The four were arrested in Mequon in July 2007 after they bought
heroin in Chicago and were headed home. They pulled off I-43 about
1:45 a.m. in Mequon to find a place to sleep because Rivard, the only
one with a valid driver's license, was "strung out" on heroin,
according to court documents.

He was pulled over by a Mequon police officer. In the car, police
found 222 foil squares containing powdered heroin and a syringe
filled with a heroin solution, according to a criminal complaint.

The four were linked to an epidemic of narcotics use that has erupted
in that area over the last two years.

Rivard began using heroin, officials said, after he could no longer
afford his OxyContin addiction. His OxyContin prescription was from
Menominee physician Louis J. Cannella, 61, who was indicted July 29,
along with 57 other people, in Western Michigan federal court on
charges of illegally prescribing an array of drugs.

Marinette County District Attorney Brent DeBord said Cannella "was
running a Dr. Feelgood operation in the area" by overprescribing
narcotics painkillers to residents, often to teenagers and young
adults such as Rivard.

"Prescription drug abuse in the street has been quite extensive, and
heroin has become quite cheap. We've had a lot of people become
addicted to opiates," DeBord said.

Addicts often turn to heroin when their prescription runs out and
they can't afford to buy the painkillers on the street. They can
typically purchase three or four doses of heroin for the price of one
dose of a prescription painkiller such as OxyContin, he said.

That kind of demand brought heroin dealers up from Milwaukee and
Chicago, DeBord said.

"It's the purest form of capitalism. Drug sellers are very
market-savvy," he said.

As a result, heroin arrests and prosecutions skyrocketed.

"There was a five-month period last year where there was a new
(heroin) bust every weekend" in Marinette County, DeBord said. "At
the end of last year, we had about 14 heroin cases going on at one time."

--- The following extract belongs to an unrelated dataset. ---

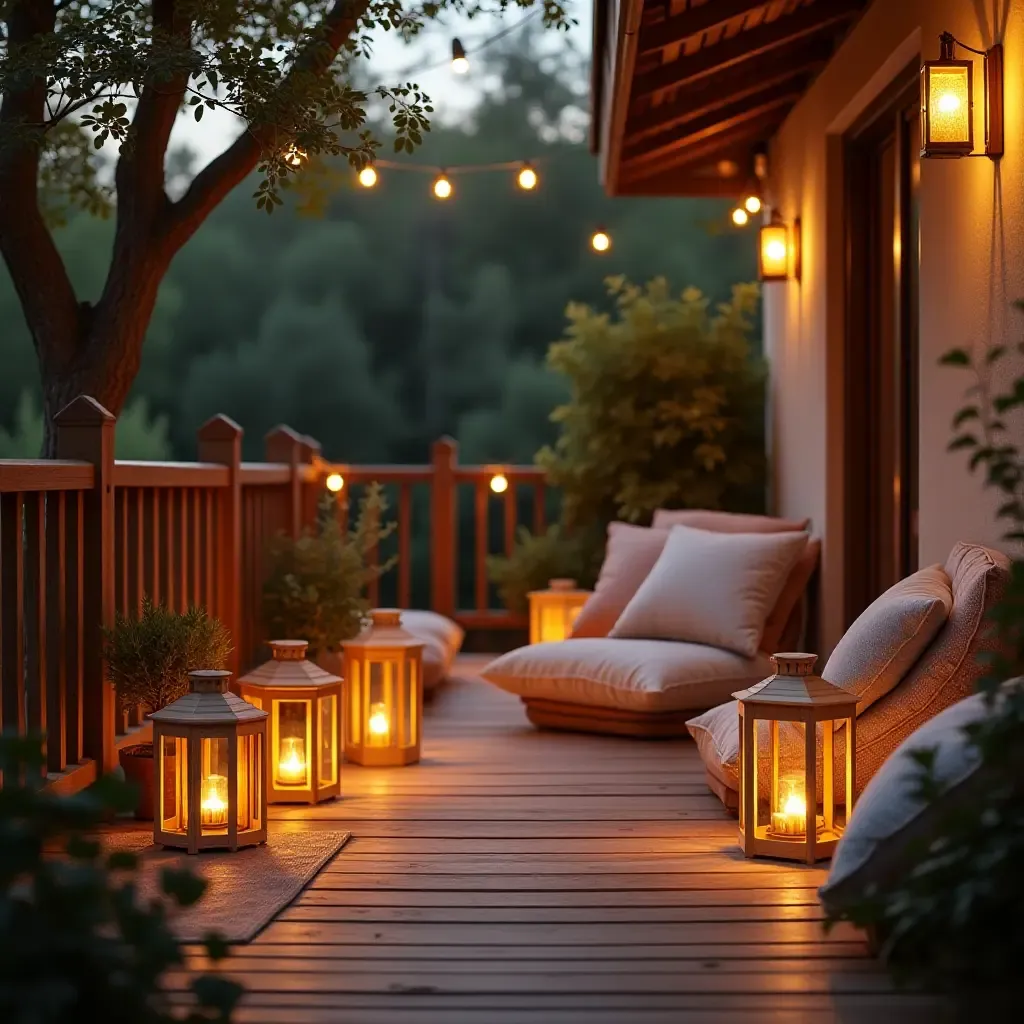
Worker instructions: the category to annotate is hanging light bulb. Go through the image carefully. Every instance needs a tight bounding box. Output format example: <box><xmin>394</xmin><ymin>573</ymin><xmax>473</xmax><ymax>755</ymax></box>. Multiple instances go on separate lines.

Dave Spakowicz, a special agent with the state Department of Justice
who heads the federally funded Milwaukee High Intensity Drug
Trafficking Area Heroin Initiative, said Iron Mountain, Mich., also
has "very significant heroin problems linked to prescription drug abuse."

"It's out of Chicago, more than Milwaukee. I-43 -- that is their
pipeline, from Chicago right up to Marinette and the Upper
Peninsula," Spakowicz said.

Spakowicz said the other "rural pocket" where officials have seen
heroin use increase is central Wisconsin.

"We believe the majority of that heroin is coming from Madison," he said.

DeBord said the heroin storm has quieted down in recent months in his
county, thanks in large part to sentences that judges there have been
handing down.

"The judges have been following our recommendations for five years in
prison for heroin possession," he said and "that information is
trickling down" to users and dealers.